Comme il existe en France un racisme systémique, qui frappe tant de nos compatriotes pour des motifs aussi divers que la couleur de peau, le patronyme ou la religion supposée, il existe des discriminations systémiques, fondées sur les orientations sexuelles, les identités de genre et les apparences physiques ou vestimentaires. Il ne vous étonnera pas que celles et ceux qui pâtissent du premier soient, en grande partie, les mêmes que les personnes qui subissent les secondes. Parmi toutes les formes que prennent ces discriminations, il en est une qui se manifeste essentiellement dans la sphère professionnelle ou scolaire, et qui porte sur l'apparence capillaire. Dès lors que l'on envisage l'apparence physique et l'origine supposée d'un individu se pose la question de la discrimination fondée sur le style et la texture des cheveux. Elle est liée aux discriminations raciales, puisqu'elle touche principalement les personnes non blanches.

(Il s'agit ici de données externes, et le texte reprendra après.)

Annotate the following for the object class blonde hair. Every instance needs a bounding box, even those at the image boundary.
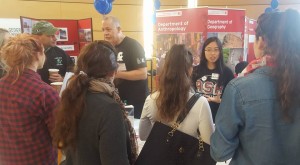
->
[0,34,44,83]
[0,28,9,49]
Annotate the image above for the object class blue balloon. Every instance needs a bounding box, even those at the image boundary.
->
[104,3,112,14]
[152,12,156,24]
[271,0,278,9]
[154,0,160,10]
[94,0,110,14]
[265,7,273,13]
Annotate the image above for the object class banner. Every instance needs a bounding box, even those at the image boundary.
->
[156,7,246,70]
[0,18,21,36]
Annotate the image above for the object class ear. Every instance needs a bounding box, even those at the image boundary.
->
[257,36,266,50]
[117,27,122,32]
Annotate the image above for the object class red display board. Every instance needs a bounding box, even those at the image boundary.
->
[20,17,93,57]
[156,7,247,69]
[247,19,257,62]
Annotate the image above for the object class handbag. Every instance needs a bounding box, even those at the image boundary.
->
[135,93,216,165]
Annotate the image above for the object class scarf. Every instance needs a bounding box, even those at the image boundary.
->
[238,55,274,77]
[89,78,138,164]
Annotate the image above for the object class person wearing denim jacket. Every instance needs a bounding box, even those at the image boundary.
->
[211,9,300,165]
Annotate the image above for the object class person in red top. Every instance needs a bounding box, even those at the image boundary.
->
[0,34,59,165]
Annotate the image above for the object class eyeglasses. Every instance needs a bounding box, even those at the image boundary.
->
[205,49,220,53]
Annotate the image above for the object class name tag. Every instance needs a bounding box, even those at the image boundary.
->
[211,73,219,80]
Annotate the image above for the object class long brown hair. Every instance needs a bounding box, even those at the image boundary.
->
[256,9,300,121]
[0,34,44,83]
[53,41,118,150]
[156,44,193,122]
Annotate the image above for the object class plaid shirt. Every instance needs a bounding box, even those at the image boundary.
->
[0,69,59,165]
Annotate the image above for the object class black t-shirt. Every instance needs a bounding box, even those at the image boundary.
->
[116,37,149,104]
[38,46,74,84]
[192,65,234,120]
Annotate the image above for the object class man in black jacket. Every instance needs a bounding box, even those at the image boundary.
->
[32,21,74,84]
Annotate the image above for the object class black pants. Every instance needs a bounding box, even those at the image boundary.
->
[131,102,144,119]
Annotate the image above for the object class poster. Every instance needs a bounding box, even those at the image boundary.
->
[55,27,68,41]
[156,7,245,70]
[0,18,21,36]
[78,29,92,42]
[156,8,207,67]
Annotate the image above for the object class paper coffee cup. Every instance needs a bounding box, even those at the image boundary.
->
[48,69,59,75]
[50,82,63,93]
[125,105,134,127]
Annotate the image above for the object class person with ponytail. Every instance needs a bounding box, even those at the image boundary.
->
[53,41,137,165]
[192,37,234,121]
[0,34,59,165]
[211,9,300,165]
[139,44,214,146]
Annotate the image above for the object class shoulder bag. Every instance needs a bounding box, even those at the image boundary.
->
[135,93,216,165]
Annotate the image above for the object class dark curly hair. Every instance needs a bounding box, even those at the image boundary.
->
[256,9,300,121]
[53,41,118,150]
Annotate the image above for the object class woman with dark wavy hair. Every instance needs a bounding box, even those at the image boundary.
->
[139,45,214,146]
[192,37,234,120]
[53,41,137,165]
[211,9,300,165]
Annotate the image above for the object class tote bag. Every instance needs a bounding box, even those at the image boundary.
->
[135,94,216,165]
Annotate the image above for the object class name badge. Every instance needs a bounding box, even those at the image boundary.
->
[211,73,219,80]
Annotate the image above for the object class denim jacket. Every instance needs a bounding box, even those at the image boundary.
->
[211,67,300,165]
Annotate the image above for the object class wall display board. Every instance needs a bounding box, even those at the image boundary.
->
[156,7,248,69]
[0,18,21,36]
[244,18,257,62]
[20,17,93,61]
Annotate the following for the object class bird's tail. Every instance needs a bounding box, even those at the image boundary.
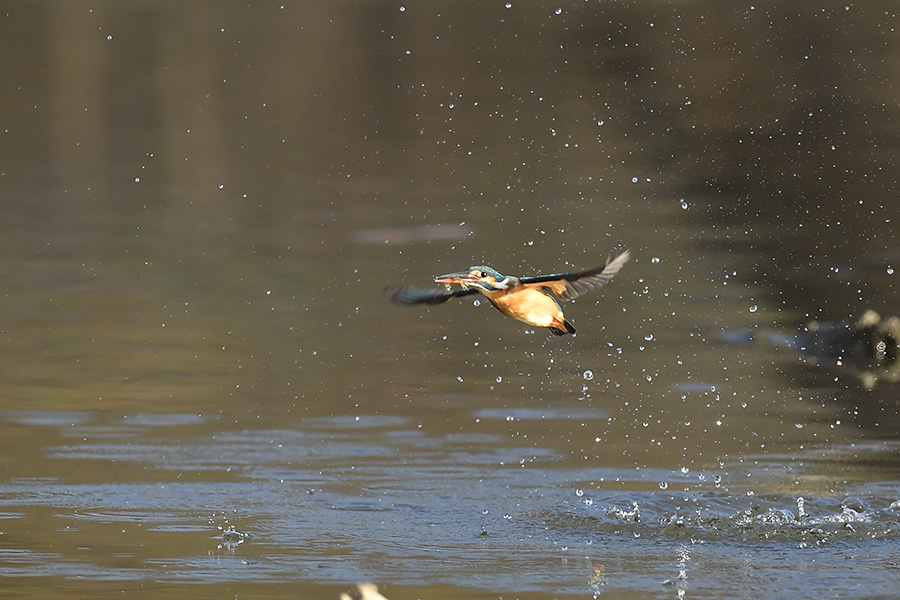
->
[548,320,575,335]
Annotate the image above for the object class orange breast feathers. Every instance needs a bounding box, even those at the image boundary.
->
[488,288,565,327]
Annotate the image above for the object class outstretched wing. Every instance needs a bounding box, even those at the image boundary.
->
[384,285,478,304]
[519,250,630,300]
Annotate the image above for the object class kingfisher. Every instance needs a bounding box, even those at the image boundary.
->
[385,250,629,335]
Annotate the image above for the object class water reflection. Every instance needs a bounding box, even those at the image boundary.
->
[0,1,900,599]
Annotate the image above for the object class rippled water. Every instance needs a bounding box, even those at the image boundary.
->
[0,2,900,600]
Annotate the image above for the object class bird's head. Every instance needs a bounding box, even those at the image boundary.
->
[434,265,515,292]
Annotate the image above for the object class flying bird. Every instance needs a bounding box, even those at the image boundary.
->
[385,250,629,335]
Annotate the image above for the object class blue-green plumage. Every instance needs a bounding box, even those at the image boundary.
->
[385,251,629,335]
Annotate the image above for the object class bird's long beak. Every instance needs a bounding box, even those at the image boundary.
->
[434,271,475,285]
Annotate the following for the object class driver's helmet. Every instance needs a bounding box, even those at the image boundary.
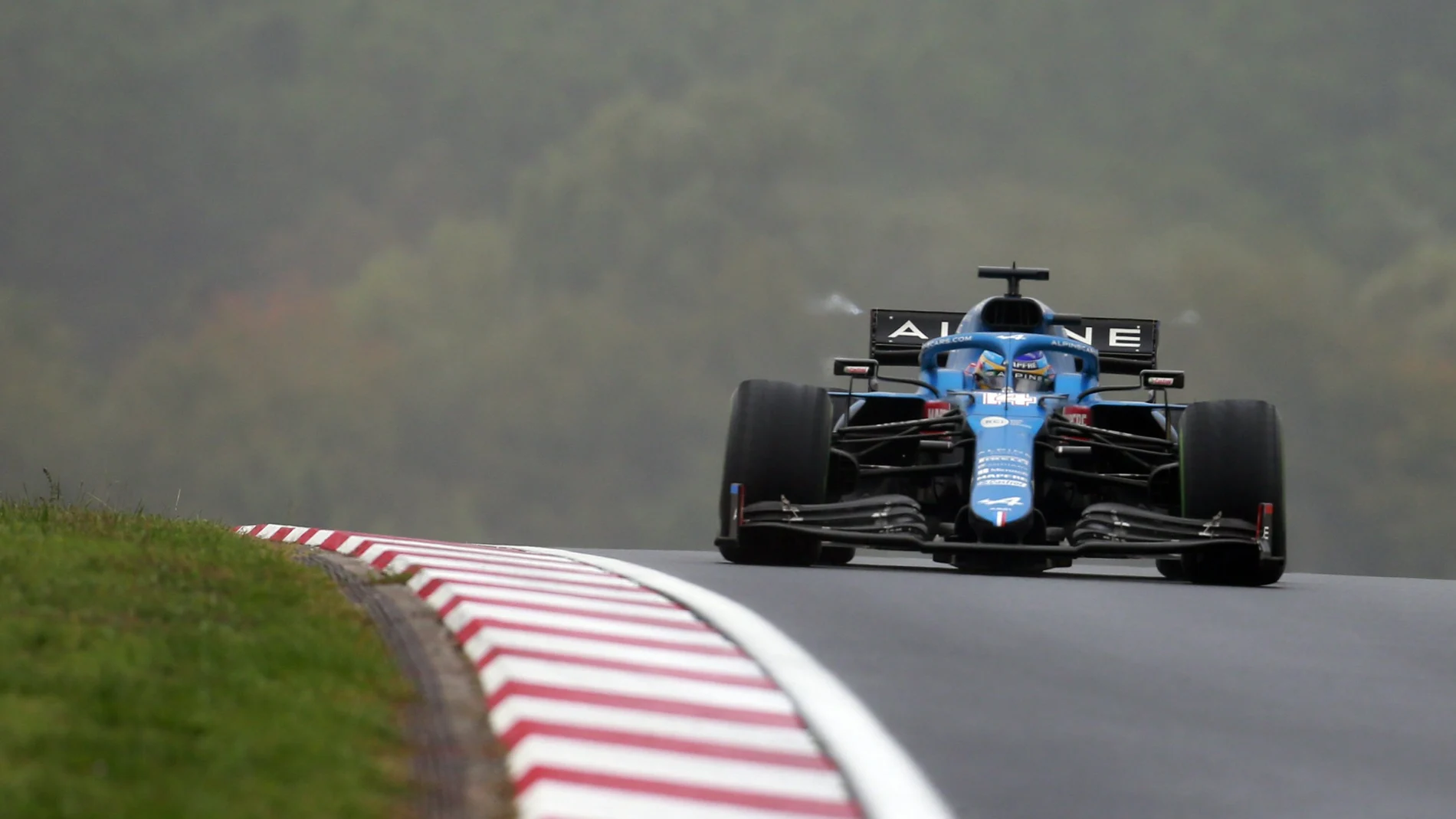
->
[969,351,1057,393]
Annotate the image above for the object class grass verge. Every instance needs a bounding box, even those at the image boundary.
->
[0,500,411,819]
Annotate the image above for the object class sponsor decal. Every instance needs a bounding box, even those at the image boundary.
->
[976,454,1031,466]
[1061,406,1092,426]
[976,389,1041,408]
[925,401,951,418]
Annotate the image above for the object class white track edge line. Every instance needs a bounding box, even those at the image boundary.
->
[514,545,955,819]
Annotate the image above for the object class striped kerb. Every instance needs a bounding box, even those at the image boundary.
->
[238,525,862,819]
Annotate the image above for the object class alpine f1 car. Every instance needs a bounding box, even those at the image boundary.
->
[717,266,1286,586]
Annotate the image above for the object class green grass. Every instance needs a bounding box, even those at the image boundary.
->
[0,502,409,819]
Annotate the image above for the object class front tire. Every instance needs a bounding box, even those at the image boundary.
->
[718,380,833,566]
[1179,400,1289,586]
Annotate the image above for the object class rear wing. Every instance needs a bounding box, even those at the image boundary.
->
[869,310,1159,375]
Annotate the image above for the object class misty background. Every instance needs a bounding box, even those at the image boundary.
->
[0,0,1456,578]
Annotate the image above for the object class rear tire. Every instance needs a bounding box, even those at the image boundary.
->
[1179,400,1289,586]
[718,380,833,566]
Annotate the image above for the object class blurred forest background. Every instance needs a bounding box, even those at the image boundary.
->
[0,0,1456,578]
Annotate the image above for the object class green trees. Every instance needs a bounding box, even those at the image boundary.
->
[0,0,1456,573]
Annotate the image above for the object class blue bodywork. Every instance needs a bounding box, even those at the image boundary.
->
[840,301,1181,528]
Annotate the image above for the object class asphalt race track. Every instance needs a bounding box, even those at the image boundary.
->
[585,550,1456,819]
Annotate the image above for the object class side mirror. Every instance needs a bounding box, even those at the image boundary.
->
[835,358,880,381]
[1140,369,1185,390]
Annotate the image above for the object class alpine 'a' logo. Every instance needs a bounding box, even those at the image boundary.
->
[888,322,930,342]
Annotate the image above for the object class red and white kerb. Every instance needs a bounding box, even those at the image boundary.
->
[238,525,864,819]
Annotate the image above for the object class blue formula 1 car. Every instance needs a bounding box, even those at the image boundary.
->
[717,266,1286,586]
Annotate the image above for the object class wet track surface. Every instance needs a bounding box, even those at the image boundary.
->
[585,550,1456,819]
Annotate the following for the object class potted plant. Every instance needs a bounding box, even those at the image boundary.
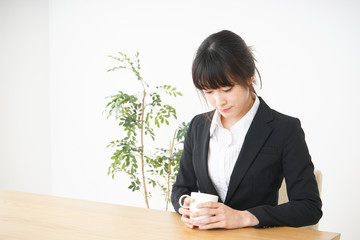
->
[105,52,188,210]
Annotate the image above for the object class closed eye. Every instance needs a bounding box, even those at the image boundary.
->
[223,87,232,92]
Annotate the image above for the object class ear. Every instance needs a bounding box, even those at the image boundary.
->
[249,75,255,86]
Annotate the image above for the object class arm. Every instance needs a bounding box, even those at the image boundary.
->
[248,119,322,227]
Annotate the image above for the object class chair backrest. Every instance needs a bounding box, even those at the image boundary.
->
[278,169,322,230]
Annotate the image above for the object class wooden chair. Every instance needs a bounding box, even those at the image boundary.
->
[278,169,322,230]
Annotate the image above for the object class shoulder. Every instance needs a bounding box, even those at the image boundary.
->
[258,97,300,125]
[188,110,215,135]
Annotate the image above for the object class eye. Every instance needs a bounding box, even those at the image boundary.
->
[223,87,232,92]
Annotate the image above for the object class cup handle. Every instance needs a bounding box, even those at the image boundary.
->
[179,194,190,208]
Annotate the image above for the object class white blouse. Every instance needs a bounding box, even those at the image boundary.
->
[208,97,260,202]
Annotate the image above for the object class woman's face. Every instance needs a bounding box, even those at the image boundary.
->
[203,84,254,129]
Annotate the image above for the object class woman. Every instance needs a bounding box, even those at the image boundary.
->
[171,31,322,229]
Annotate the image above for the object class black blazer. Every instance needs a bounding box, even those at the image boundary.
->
[171,98,322,227]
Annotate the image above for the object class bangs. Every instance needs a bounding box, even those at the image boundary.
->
[192,52,235,90]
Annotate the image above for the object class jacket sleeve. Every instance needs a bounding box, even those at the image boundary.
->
[248,119,322,227]
[171,118,198,213]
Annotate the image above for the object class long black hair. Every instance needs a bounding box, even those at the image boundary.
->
[192,30,261,93]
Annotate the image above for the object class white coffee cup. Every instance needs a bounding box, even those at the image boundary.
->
[179,192,219,220]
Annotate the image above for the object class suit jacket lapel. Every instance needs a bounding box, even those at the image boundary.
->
[196,111,218,198]
[225,98,273,204]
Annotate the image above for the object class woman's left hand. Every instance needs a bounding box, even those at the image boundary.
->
[190,202,259,229]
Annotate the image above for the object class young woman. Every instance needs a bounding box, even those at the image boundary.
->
[171,31,322,229]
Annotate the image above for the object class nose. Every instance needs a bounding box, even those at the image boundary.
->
[215,93,226,107]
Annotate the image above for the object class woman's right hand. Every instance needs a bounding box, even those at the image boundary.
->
[179,197,195,228]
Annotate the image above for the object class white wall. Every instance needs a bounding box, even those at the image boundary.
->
[0,0,51,193]
[0,0,360,239]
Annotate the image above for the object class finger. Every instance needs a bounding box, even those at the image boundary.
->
[196,202,222,208]
[179,208,191,216]
[190,208,220,218]
[185,223,194,228]
[190,216,222,226]
[184,197,195,207]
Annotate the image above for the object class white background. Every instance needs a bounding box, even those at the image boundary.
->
[0,0,360,239]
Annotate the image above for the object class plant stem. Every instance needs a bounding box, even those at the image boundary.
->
[141,88,149,208]
[166,129,177,211]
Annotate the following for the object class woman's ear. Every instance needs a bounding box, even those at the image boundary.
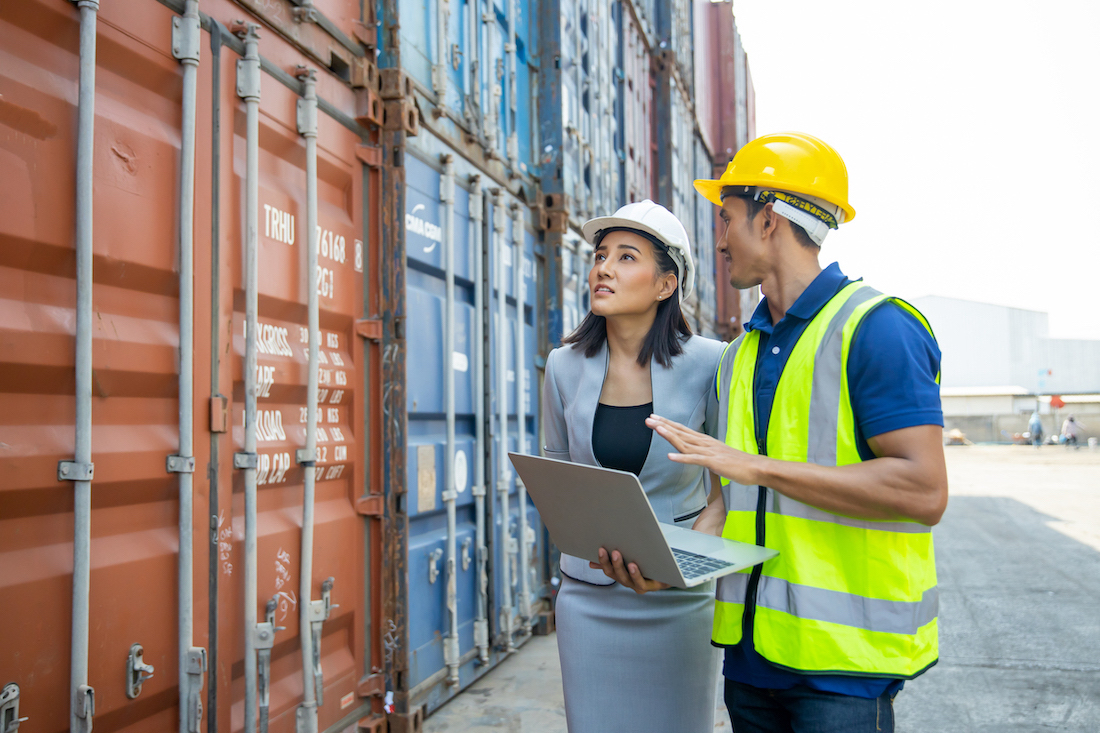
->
[657,272,677,300]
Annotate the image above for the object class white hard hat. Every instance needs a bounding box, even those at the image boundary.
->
[581,198,695,300]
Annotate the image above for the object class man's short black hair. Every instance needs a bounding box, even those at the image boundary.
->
[722,186,821,250]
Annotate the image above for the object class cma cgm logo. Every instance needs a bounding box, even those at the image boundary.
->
[405,204,443,252]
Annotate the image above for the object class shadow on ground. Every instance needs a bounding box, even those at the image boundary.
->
[895,486,1100,733]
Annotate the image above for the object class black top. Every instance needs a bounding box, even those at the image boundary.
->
[592,402,653,475]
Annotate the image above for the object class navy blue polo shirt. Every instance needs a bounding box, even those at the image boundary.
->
[723,262,944,698]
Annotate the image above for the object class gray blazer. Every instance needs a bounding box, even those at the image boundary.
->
[542,336,725,586]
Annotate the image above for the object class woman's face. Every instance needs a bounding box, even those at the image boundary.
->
[589,231,677,317]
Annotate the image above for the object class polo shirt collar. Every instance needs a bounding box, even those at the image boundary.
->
[745,262,848,335]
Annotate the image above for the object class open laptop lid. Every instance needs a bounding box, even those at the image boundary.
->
[508,453,684,586]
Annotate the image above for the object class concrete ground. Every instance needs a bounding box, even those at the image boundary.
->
[425,446,1100,733]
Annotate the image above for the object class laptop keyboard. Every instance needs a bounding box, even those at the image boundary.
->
[671,547,734,580]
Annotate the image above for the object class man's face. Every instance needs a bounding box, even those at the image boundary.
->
[715,196,769,289]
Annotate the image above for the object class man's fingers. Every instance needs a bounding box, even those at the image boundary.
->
[612,550,634,589]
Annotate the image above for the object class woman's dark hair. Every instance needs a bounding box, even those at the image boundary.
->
[562,227,692,368]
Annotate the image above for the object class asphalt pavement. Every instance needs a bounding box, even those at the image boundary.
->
[424,446,1100,733]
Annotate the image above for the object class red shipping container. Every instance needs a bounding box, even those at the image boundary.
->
[0,0,383,733]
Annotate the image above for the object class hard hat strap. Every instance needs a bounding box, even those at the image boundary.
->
[756,188,839,229]
[595,227,688,300]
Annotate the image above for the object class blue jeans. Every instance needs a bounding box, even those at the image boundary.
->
[725,679,893,733]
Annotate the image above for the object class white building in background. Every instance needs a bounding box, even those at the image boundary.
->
[913,295,1100,441]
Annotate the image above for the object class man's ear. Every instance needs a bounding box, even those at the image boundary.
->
[760,201,782,239]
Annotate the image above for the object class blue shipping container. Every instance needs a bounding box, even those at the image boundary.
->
[405,131,547,711]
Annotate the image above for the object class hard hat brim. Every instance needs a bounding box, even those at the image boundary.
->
[695,179,726,206]
[581,212,695,299]
[695,178,856,223]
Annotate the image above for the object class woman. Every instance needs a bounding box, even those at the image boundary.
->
[542,200,723,733]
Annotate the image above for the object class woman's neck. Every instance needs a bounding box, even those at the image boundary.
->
[606,313,657,361]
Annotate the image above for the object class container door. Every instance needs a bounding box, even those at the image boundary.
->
[0,0,380,733]
[218,39,369,731]
[0,1,208,731]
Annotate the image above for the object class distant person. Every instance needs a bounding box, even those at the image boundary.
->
[542,200,723,733]
[1062,415,1085,449]
[629,133,947,733]
[1027,409,1043,448]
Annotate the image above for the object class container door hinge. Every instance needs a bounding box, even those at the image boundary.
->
[0,682,26,733]
[474,619,488,665]
[255,594,285,731]
[355,145,382,168]
[210,394,229,433]
[355,494,386,516]
[309,578,340,708]
[428,547,443,584]
[233,452,260,468]
[127,644,153,700]
[187,646,207,733]
[172,15,202,64]
[462,537,473,572]
[76,685,96,731]
[165,456,195,473]
[57,461,96,481]
[355,318,382,341]
[355,672,386,698]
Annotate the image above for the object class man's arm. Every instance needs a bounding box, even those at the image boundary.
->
[647,416,947,526]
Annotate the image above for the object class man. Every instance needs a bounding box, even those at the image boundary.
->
[601,133,947,733]
[1062,415,1085,449]
[1027,409,1043,448]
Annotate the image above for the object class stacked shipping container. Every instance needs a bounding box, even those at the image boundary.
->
[0,0,755,732]
[695,1,760,339]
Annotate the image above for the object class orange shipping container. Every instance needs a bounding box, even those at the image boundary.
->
[0,0,384,733]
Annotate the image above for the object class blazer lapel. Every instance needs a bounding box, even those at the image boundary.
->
[570,341,608,466]
[638,359,678,486]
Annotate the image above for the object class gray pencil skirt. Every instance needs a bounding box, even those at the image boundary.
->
[554,577,719,733]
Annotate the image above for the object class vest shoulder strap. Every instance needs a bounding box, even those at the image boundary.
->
[714,333,748,440]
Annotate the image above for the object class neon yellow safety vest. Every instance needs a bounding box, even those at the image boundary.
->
[713,283,939,679]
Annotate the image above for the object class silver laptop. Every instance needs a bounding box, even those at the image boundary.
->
[508,453,779,588]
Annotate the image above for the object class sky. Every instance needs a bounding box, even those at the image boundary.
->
[734,0,1100,339]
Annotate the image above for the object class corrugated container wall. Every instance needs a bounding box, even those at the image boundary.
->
[0,0,755,733]
[380,0,554,717]
[617,2,656,205]
[696,2,760,339]
[0,0,384,733]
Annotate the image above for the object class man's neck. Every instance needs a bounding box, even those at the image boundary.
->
[760,254,822,324]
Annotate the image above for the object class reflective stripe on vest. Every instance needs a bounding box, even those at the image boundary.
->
[713,278,938,678]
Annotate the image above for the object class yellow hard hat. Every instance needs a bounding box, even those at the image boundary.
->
[695,132,856,221]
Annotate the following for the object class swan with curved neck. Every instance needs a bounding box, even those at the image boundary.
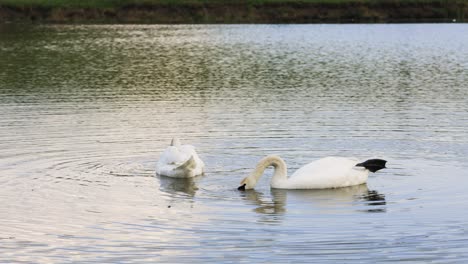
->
[238,155,386,190]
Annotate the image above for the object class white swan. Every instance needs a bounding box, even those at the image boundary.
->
[238,155,386,191]
[156,139,205,178]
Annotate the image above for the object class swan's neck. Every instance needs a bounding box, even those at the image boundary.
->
[252,155,288,186]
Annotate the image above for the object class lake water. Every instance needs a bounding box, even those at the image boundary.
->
[0,24,468,263]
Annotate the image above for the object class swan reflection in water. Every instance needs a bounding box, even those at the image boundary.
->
[158,176,198,197]
[240,184,386,221]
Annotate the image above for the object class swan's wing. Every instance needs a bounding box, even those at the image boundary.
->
[288,157,358,188]
[156,145,205,178]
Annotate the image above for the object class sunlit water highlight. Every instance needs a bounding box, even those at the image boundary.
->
[0,25,468,263]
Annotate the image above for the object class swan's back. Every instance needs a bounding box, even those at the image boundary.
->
[288,157,369,189]
[156,140,205,178]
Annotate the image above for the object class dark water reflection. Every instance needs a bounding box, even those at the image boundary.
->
[0,24,468,263]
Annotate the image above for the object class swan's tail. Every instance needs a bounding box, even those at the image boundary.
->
[176,155,197,171]
[171,138,180,147]
[356,159,387,172]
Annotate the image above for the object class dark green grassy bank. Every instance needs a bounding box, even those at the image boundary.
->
[0,0,468,24]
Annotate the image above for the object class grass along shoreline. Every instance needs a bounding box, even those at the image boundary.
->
[0,0,468,24]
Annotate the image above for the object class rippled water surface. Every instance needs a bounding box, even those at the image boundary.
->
[0,24,468,263]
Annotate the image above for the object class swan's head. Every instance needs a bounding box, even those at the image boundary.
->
[237,176,257,191]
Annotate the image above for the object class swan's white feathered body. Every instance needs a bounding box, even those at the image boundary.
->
[156,139,205,178]
[239,155,386,189]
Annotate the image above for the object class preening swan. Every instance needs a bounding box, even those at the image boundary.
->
[156,139,205,178]
[238,155,387,191]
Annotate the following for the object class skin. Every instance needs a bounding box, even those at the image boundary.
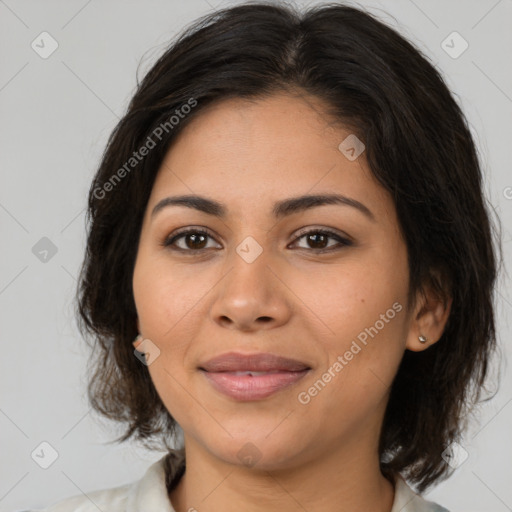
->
[133,93,449,512]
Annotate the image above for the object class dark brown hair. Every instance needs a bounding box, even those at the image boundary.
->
[77,2,498,492]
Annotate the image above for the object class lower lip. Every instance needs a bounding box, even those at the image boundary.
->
[201,369,309,401]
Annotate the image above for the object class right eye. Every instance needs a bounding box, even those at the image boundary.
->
[162,228,222,253]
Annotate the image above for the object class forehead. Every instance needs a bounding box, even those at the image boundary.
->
[148,94,393,224]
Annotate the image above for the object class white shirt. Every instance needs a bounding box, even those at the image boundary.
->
[24,451,448,512]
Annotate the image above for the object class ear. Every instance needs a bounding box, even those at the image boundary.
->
[405,281,453,352]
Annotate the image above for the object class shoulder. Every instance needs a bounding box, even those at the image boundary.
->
[391,475,449,512]
[26,456,181,512]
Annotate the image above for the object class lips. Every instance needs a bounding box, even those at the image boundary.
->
[199,352,311,401]
[200,352,310,372]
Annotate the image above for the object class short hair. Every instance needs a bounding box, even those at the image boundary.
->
[77,2,498,492]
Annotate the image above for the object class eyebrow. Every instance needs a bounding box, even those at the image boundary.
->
[151,194,376,222]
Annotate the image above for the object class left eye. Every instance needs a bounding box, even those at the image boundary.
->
[162,229,352,252]
[294,229,352,252]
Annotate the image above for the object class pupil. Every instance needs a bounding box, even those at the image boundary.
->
[187,234,206,249]
[309,233,325,249]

En France, malgré l'absence de statistiques – les sondages ethniques ne sont heureusement pas autorisés –, de nombreuses études réalisées par des universitaires, des sociologues et des psychologues s'accordent pour affirmer que les cheveux jouent un rôle dans l'accès au travail, particulièrement chez les femmes. Les twists sur cheveux naturels, les dreadlocks, les cadenettes, le pétard, les papillotes, les cornrows, les vanilles en frange, les tresses plates, les rastas, les bantu knots, l'afro lâché, le high puff, le high top fade, le mohawk, les waves, le box cut, l'afro bouclé, la choucroute ou la meringue, les cheveux roux ou blonds, crépus, bouclés ou raides, les crânes chauves ou tondus sont autant d'apparences capillaires qui, au travail, suscitent des réactions s'affranchissant trop souvent de la bienveillance.
Selon la sociologue Juliette Sméralda, le cheveu crépu, qui n'est pas porté par ceux qui représentent le pouvoir et ceux qui en conçoivent les habits et les coiffures, n'est pas toléré par ceux qui se sont réservé un droit absolu sur cet espace. Les témoignages qu'a recueillis Carmen Diop, psychologue du travail et doctorante en sociologie, appuient ces constats : certaines femmes disent s'autocensurer dans leur vie professionnelle en mettant des perruques ou en posant un tissage.
Cette discrimination constitue aussi un enjeu de santé publique, physique et mentale. Des études ont en effet montré la corrélation entre l'usage de produits chimiques capillaires permettant la transformation du cheveu, notamment son défrisage, et le risque plus élevé de cancers du col de l'utérus. Pour ce qui est de la santé mentale, porter ses cheveux naturels étant facteur de confiance en soi, la discrimination capillaire crée une anxiété et une charge mentale quotidienne pouvant conduire à des complications psychologiques.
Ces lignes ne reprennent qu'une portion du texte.